Lukka prenait soin de s'arrêter à chaque angle de rue afin d'observer les rondes des gardes et des mercenaires. Mais soudain, le cor d'alerte de Carsax retentit. Il annonçait les départs des chevaliers du roi. La terreur figea le visage de Lukka. Pendant un instant, elle se recroquevilla sur elle-même. Ses jambes menaçaient de ne plus la porter. Mais elle n'avait plus le temps d'avoir peur. Elle devait fuir au plus vite.

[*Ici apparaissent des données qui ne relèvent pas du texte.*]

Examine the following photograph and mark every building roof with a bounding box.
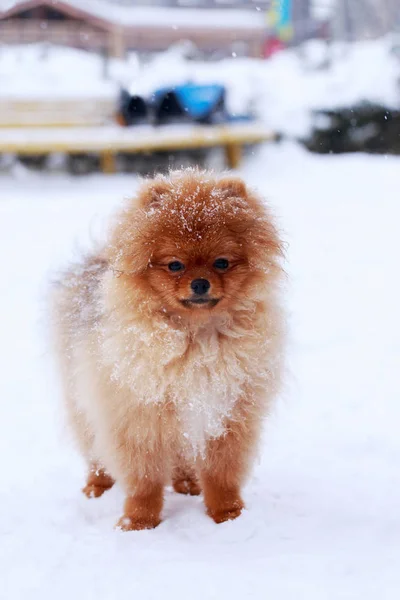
[0,0,266,31]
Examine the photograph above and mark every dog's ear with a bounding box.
[139,178,170,208]
[217,177,247,198]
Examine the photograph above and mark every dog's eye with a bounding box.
[168,260,185,273]
[214,258,229,271]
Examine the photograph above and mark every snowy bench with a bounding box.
[0,122,277,173]
[0,97,115,128]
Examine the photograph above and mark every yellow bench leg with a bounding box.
[100,151,117,174]
[225,144,242,169]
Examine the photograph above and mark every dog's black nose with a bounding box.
[190,279,211,296]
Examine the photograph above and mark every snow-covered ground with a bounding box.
[0,145,400,600]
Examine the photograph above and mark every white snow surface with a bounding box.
[0,145,400,600]
[0,36,400,136]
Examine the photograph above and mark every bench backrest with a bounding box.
[0,98,115,127]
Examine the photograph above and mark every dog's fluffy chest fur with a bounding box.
[102,308,265,452]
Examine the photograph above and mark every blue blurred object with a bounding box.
[117,82,254,126]
[151,83,227,123]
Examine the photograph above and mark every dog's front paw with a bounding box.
[173,479,201,496]
[82,483,110,498]
[115,515,161,531]
[207,498,244,523]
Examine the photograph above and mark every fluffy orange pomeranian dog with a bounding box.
[53,169,284,530]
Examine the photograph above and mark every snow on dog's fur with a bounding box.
[53,170,283,529]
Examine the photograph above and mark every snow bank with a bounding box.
[0,37,400,136]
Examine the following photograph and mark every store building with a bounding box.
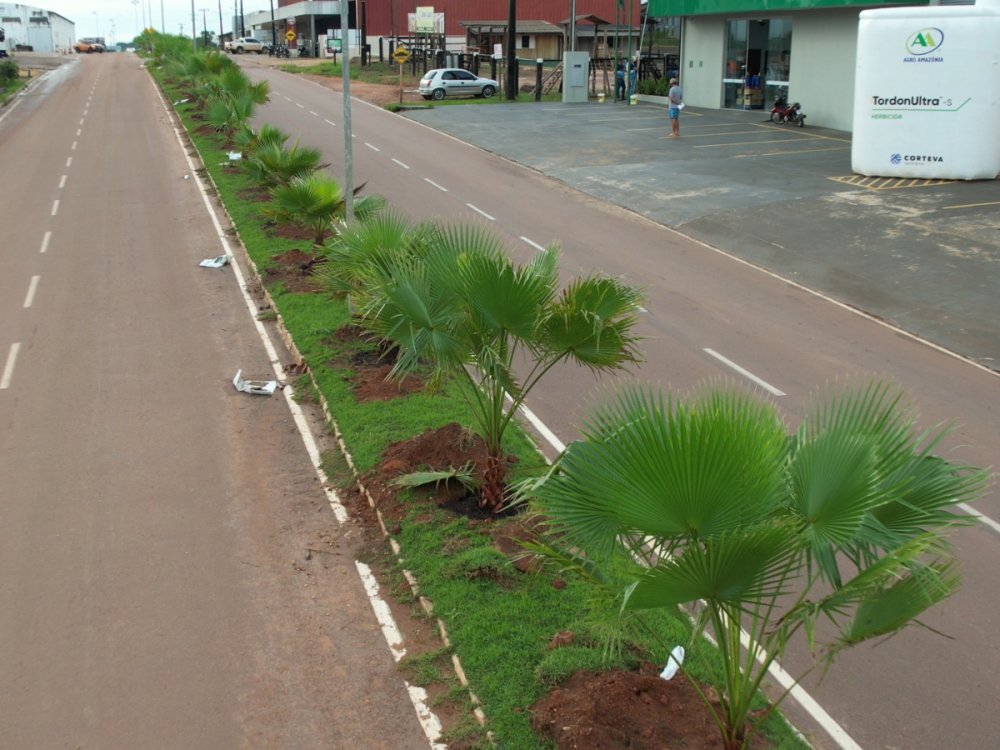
[0,3,76,54]
[648,0,971,131]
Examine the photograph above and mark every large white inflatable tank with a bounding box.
[851,0,1000,180]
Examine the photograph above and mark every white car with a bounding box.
[418,68,500,101]
[226,36,264,55]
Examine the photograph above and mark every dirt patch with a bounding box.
[530,663,774,750]
[354,364,424,403]
[264,250,323,294]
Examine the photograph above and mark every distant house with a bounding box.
[0,3,76,54]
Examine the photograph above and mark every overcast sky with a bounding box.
[44,0,256,42]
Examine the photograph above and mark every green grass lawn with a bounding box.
[153,63,806,750]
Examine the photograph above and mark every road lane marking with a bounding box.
[521,237,545,252]
[465,203,496,221]
[0,343,21,391]
[24,276,42,307]
[702,348,787,396]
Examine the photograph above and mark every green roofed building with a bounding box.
[647,0,972,130]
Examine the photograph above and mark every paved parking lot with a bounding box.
[408,102,1000,369]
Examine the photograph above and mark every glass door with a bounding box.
[722,18,792,109]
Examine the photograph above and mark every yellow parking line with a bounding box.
[942,201,1000,211]
[681,136,809,148]
[729,146,850,159]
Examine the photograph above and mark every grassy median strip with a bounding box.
[156,66,806,750]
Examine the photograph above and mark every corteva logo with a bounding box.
[889,154,944,164]
[906,29,944,56]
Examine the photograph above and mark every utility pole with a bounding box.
[340,0,354,226]
[507,0,517,102]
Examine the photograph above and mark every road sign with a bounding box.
[392,45,410,65]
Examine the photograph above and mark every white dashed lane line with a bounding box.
[703,348,785,396]
[0,342,21,391]
[24,276,42,307]
[465,203,496,221]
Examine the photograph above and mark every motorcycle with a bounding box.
[771,96,806,128]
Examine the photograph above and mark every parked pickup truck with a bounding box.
[226,36,264,55]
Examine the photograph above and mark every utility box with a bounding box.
[563,52,590,104]
[851,0,1000,180]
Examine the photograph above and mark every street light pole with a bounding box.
[340,0,354,226]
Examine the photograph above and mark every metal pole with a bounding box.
[271,0,278,47]
[340,0,354,226]
[507,0,517,102]
[569,0,580,52]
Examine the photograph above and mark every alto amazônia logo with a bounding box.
[906,29,944,55]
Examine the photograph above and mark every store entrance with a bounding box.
[722,18,792,109]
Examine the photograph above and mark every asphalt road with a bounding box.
[241,60,1000,750]
[0,54,427,750]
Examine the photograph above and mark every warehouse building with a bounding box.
[649,0,971,131]
[0,3,76,54]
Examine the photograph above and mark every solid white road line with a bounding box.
[465,203,496,221]
[958,503,1000,533]
[24,276,42,307]
[0,343,21,391]
[704,348,786,396]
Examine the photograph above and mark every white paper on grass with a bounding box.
[660,646,684,680]
[233,370,278,396]
[851,2,1000,180]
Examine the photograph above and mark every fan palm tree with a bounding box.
[262,173,385,247]
[362,224,641,512]
[243,141,329,188]
[528,381,988,750]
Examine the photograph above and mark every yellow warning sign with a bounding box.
[392,45,410,65]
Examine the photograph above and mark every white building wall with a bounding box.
[788,8,861,131]
[680,16,728,109]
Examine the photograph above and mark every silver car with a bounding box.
[418,68,500,101]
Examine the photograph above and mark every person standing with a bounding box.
[667,78,684,138]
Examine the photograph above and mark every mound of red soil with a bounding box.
[354,365,424,403]
[531,664,773,750]
[265,250,323,294]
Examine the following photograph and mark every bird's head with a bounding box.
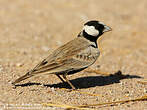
[82,20,112,40]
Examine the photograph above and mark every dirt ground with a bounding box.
[0,0,147,110]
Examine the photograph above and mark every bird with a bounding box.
[12,20,112,90]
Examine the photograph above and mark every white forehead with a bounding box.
[83,25,99,36]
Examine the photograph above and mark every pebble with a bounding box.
[0,65,3,72]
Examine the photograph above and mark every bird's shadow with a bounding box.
[16,70,142,89]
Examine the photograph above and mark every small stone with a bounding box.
[0,65,3,72]
[16,63,24,67]
[41,46,50,52]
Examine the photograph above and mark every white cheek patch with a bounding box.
[84,25,99,36]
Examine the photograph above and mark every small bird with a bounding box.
[12,20,112,89]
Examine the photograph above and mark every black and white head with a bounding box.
[82,20,112,41]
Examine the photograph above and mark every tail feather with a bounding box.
[12,72,33,85]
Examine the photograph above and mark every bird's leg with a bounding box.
[56,74,65,83]
[63,74,76,90]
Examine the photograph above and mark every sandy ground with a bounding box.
[0,0,147,110]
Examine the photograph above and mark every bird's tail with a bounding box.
[12,72,33,85]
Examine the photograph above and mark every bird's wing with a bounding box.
[30,37,97,74]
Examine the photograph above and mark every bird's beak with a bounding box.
[103,25,112,32]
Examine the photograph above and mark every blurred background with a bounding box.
[0,0,147,109]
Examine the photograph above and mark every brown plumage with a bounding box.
[12,21,109,89]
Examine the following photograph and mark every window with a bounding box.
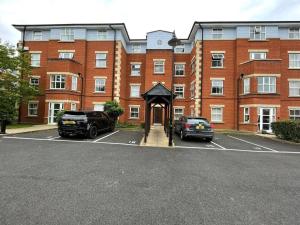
[211,107,223,122]
[97,30,107,40]
[60,28,74,41]
[72,76,77,91]
[132,44,142,53]
[211,53,224,68]
[30,53,41,67]
[33,31,43,41]
[289,53,300,69]
[96,53,107,68]
[175,64,185,76]
[243,78,250,94]
[289,108,300,120]
[94,104,104,112]
[71,103,76,111]
[28,102,38,116]
[95,78,106,92]
[289,80,300,97]
[131,63,141,76]
[211,80,224,95]
[50,75,66,89]
[130,84,140,98]
[174,108,184,120]
[59,52,74,59]
[174,85,184,98]
[29,77,40,86]
[211,28,223,39]
[257,77,276,93]
[154,60,165,74]
[289,27,300,39]
[174,45,184,53]
[244,107,250,123]
[130,106,140,119]
[250,26,266,40]
[250,52,267,60]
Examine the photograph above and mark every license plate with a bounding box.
[63,121,75,125]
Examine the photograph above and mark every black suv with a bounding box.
[58,111,115,139]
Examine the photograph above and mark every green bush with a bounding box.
[272,120,300,142]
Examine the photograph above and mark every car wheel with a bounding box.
[88,126,98,139]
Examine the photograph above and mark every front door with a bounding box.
[259,108,275,132]
[153,107,162,124]
[48,102,64,124]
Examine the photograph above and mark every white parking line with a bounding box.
[211,141,226,149]
[227,135,278,152]
[93,130,120,142]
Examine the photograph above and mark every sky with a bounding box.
[0,0,300,44]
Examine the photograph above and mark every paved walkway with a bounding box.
[6,124,57,134]
[140,125,169,147]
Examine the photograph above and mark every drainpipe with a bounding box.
[109,25,117,101]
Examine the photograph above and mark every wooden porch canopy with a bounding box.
[142,83,176,142]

Mue par l'effroi, elle se mit à courir, sans réfléchir, oubliant toute discrétion. Elle se glissa, telle une ombre, dans le dos d'un soudard qui se trouvait devant elle. Furtive, elle empoigna la dague qu'il portait à sa botte puis lui trancha la gorge sans plus de cérémonie. Elle procéda de même avec tous ceux qu'elle rencontrait en chemin, mais épargna toutefois les simples gardes.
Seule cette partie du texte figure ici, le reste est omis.